After the Vallejo's moved to Napa, the adobe was used as barracks for American soldiers. It then became a Presbyterian co-ed boarding school called Cumberland College from 1858 until 1864. In February 1867, the main wing of the house was destroyed in a fire. The structure that remains today are the former servant quarters.

The building was owned by the Aguillon family. However, by June 1952, John West owned the adobe. West and his wife lived in San Francisco and used the property as a weekend home. The structure was named a California Historic Landmark on December 16, 1952. A Mrs. Albert Magnum also lived in an apartment on the property in 1952.

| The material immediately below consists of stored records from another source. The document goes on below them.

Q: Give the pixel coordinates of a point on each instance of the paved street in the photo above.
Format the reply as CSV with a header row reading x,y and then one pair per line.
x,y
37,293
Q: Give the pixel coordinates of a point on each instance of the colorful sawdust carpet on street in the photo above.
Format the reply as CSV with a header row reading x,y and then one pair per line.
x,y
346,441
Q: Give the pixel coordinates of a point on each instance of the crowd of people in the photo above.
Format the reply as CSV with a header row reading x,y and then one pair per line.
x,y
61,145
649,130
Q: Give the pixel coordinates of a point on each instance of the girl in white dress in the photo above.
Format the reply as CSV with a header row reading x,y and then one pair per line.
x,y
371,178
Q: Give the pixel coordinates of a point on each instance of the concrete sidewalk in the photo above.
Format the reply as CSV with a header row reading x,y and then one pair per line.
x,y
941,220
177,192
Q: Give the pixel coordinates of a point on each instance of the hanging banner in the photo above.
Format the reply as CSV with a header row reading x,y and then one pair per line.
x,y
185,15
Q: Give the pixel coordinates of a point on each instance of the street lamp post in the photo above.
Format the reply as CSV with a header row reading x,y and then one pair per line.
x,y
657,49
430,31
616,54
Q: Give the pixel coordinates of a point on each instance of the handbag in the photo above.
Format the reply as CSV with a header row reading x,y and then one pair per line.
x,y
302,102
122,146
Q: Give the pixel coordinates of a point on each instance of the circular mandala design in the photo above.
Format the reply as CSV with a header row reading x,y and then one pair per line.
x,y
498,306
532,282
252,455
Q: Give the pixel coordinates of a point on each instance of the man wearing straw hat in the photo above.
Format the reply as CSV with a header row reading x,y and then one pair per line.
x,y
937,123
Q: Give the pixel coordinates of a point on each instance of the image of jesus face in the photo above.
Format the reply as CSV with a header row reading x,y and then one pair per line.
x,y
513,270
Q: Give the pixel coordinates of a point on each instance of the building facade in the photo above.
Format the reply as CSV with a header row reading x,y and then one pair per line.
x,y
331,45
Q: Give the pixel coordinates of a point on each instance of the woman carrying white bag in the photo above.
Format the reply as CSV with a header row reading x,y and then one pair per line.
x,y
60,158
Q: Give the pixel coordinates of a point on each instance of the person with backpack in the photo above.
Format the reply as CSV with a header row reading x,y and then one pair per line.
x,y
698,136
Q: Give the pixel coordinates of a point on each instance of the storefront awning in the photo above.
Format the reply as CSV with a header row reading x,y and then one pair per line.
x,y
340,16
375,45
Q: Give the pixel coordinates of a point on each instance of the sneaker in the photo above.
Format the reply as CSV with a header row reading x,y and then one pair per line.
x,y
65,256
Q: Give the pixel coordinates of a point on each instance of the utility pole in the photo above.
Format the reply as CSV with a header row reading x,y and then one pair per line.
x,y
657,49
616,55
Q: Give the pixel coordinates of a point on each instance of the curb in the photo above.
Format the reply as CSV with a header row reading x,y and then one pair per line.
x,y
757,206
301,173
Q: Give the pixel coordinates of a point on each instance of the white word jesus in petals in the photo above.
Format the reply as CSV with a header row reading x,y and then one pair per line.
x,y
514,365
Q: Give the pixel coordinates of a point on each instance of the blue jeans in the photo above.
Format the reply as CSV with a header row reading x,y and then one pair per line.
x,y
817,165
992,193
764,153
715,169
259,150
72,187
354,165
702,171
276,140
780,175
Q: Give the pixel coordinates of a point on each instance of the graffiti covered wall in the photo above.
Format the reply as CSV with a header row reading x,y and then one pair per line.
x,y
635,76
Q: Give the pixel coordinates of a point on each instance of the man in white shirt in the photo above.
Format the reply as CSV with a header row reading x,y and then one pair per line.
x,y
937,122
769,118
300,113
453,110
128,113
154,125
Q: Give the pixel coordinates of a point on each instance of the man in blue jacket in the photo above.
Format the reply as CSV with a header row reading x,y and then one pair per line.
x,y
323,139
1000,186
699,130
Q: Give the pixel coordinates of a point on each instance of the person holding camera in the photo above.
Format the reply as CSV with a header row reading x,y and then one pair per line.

The building has served as a retail establishment, a Masonic temple, a post office, and a courthouse. Today, the building houses a restaurant, a retail shop, and an upstairs residence.

==Architecture==

The adobe structure is located on the westside of the historic Sonoma Plaza.

In 1951, then owner John West hired a carpenter to add build a balcony over the sidewalk. The balcony, which remains today, extends from the north to south side of the building facing the Sonoma Plaza. They also installed window shelving, tile flooring, fluorescent lights, and redwood siding on the walls.

The West's also installed a large garden on the west side of the property. It included a redwood shrine to the Virgin Mary. Today, it serves as an al fresco dining area for the Sonoma Caffé restaurant.

A large plaque designating it a California Historic Landmark is adhered to the front of the building.